Saturday, June 18, 2011

The perfect propaganda circle

"Peer review or Pal review," that's the gist of an op-ed from Patrick Michaels in Forbes online this week. Michaels points out that the process of peer review, long held as the gold standard method of sussing out truth in science, is failing miserably because the double-blind rule is ignored in climate science. Unlike blogging, getting published in scientific journals is supposed to be tough, Michaels says.
In peer review, names are removed from submitted manuscripts to avoid favouritism or any other conflicts. Very sensible, and by and large the process works....eventually. Even hoaxes like Piltdown Man, are exposed, except that one took 40 years to fix.
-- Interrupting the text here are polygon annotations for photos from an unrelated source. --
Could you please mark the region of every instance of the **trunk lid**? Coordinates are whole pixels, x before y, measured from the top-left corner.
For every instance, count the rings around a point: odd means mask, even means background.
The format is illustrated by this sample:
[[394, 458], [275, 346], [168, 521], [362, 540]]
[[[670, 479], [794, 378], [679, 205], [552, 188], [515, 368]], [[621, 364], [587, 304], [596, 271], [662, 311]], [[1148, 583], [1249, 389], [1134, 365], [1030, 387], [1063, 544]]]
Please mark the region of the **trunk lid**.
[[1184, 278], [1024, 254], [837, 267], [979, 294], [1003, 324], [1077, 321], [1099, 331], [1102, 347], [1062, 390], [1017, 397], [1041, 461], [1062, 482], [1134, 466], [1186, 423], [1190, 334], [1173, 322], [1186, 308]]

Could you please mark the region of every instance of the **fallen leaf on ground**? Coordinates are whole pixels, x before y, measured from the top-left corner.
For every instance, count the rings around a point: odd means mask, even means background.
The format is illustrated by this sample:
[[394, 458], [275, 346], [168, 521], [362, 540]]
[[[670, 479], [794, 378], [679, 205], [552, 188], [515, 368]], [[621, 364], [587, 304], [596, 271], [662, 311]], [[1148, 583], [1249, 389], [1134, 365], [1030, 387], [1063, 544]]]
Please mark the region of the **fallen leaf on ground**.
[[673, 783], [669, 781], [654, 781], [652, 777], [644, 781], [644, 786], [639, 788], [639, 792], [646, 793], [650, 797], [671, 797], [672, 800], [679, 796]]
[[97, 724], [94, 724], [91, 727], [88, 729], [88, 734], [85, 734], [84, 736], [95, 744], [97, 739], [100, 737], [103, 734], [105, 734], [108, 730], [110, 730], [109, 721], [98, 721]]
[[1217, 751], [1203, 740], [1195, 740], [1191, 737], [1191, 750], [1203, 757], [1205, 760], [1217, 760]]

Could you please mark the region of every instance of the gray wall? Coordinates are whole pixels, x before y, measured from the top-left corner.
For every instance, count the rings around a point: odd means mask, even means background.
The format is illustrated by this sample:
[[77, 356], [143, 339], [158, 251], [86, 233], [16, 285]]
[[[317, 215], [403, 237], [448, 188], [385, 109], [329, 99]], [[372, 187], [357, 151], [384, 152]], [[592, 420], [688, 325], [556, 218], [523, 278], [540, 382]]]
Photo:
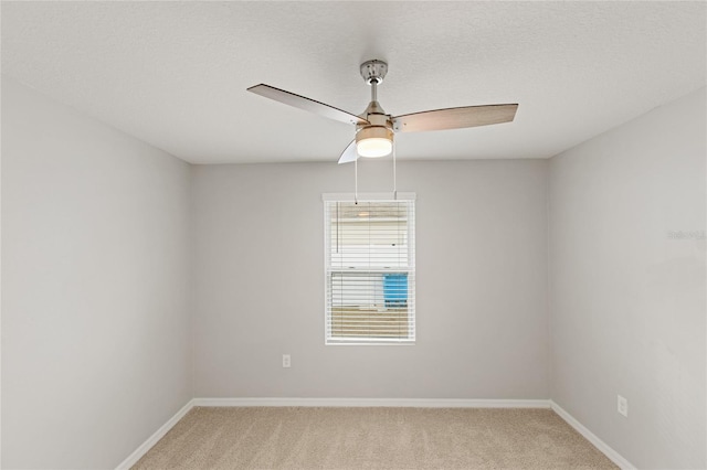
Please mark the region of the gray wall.
[[191, 397], [189, 165], [2, 77], [2, 467], [113, 468]]
[[[360, 190], [390, 190], [390, 169], [362, 161]], [[352, 192], [354, 167], [194, 167], [196, 396], [547, 398], [546, 175], [399, 163], [418, 194], [416, 344], [325, 346], [321, 193]]]
[[705, 129], [703, 88], [550, 162], [551, 396], [640, 468], [707, 467]]

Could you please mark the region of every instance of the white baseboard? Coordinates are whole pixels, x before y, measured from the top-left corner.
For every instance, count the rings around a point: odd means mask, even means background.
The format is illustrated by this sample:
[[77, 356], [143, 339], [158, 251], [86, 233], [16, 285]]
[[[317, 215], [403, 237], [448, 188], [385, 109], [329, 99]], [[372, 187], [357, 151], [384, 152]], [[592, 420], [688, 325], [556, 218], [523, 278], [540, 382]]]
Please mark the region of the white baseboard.
[[120, 462], [120, 464], [116, 467], [116, 470], [127, 470], [130, 467], [133, 467], [135, 463], [137, 463], [137, 461], [140, 460], [140, 458], [143, 458], [143, 456], [146, 455], [147, 451], [150, 450], [152, 446], [157, 444], [158, 440], [165, 437], [165, 435], [177, 424], [177, 421], [183, 418], [184, 415], [189, 413], [191, 408], [193, 408], [194, 406], [193, 402], [194, 402], [193, 399], [190, 399], [179, 412], [177, 412], [175, 416], [169, 418], [169, 420], [165, 423], [162, 426], [160, 426], [160, 428], [157, 429], [154, 435], [147, 438], [147, 440], [143, 442], [140, 447], [135, 449], [135, 452], [130, 453], [130, 456], [127, 459]]
[[194, 398], [193, 406], [334, 406], [415, 408], [550, 408], [549, 399]]
[[567, 424], [573, 427], [579, 434], [584, 436], [584, 438], [587, 438], [587, 440], [593, 444], [594, 447], [601, 450], [604, 456], [609, 457], [612, 462], [621, 467], [623, 470], [635, 470], [635, 467], [629, 460], [624, 459], [621, 453], [616, 452], [614, 449], [609, 447], [606, 442], [604, 442], [592, 431], [587, 429], [584, 425], [574, 419], [574, 417], [567, 413], [560, 405], [550, 400], [550, 406], [555, 413], [560, 415], [560, 417], [567, 421]]

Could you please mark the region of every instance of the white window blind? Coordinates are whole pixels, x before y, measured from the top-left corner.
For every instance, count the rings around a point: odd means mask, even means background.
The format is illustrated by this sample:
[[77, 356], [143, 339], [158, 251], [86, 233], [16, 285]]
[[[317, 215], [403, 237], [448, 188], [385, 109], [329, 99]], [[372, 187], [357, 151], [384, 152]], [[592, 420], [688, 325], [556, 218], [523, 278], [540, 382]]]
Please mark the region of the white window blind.
[[414, 199], [324, 195], [326, 344], [414, 343]]

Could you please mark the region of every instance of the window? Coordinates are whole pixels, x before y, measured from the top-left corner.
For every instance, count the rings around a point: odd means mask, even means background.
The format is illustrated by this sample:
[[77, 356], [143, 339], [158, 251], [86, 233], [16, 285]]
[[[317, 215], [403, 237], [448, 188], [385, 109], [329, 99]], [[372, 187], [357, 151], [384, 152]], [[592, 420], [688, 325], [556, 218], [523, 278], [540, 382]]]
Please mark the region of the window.
[[414, 194], [325, 194], [324, 222], [326, 344], [414, 343]]

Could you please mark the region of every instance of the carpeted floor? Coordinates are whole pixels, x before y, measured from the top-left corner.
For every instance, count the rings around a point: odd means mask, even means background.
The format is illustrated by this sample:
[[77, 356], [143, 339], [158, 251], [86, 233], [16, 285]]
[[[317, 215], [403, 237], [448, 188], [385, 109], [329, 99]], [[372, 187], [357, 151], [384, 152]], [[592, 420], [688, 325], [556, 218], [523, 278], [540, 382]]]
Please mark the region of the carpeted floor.
[[196, 407], [134, 469], [615, 469], [550, 409]]

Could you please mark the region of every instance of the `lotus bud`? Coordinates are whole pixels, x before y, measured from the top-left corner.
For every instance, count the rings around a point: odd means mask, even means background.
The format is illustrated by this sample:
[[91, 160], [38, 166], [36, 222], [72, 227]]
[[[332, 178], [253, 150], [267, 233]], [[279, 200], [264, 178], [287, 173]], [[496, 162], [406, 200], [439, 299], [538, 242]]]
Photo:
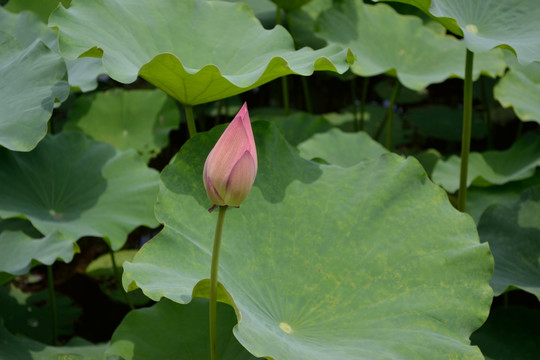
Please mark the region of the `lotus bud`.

Michaels argues that climate science is riddled with favouritism and the double-blind rule is ignored. What about objectivity and fairness? He points out that: "in the intellectually inbred, filthy-rich world of climate science, where billions of dollars of government research money support trillions of dollars of government policy, peer review has become anything but that."
Rex Murphy in the National Post echoes some of Patrick Michaels' points but goes on to discuss the supposed great saviour of our planet: renewable energy. Murphy tells about Steve McIntyre's revelation that the "IPCC used a Greenpeace campaigner to write a key part of its report on renewable energy and to make the astonishing claim that 'close to 80% of the world‘s energy supply could be met by renewables by mid-century if backed by the right enabling public policies' " (my emphasis). But that same "Greenpeace campaigner approvingly cited a Greenpeace report that he himself was the lead author of. He peer-reviewed himself." So much for conflict-of-interest or any of that double-blind bullshit; it is as Murphy calls it the "perfect propaganda circle." That last story is detailed earlier in the week by Lorne Gunter and Steve McIntyre.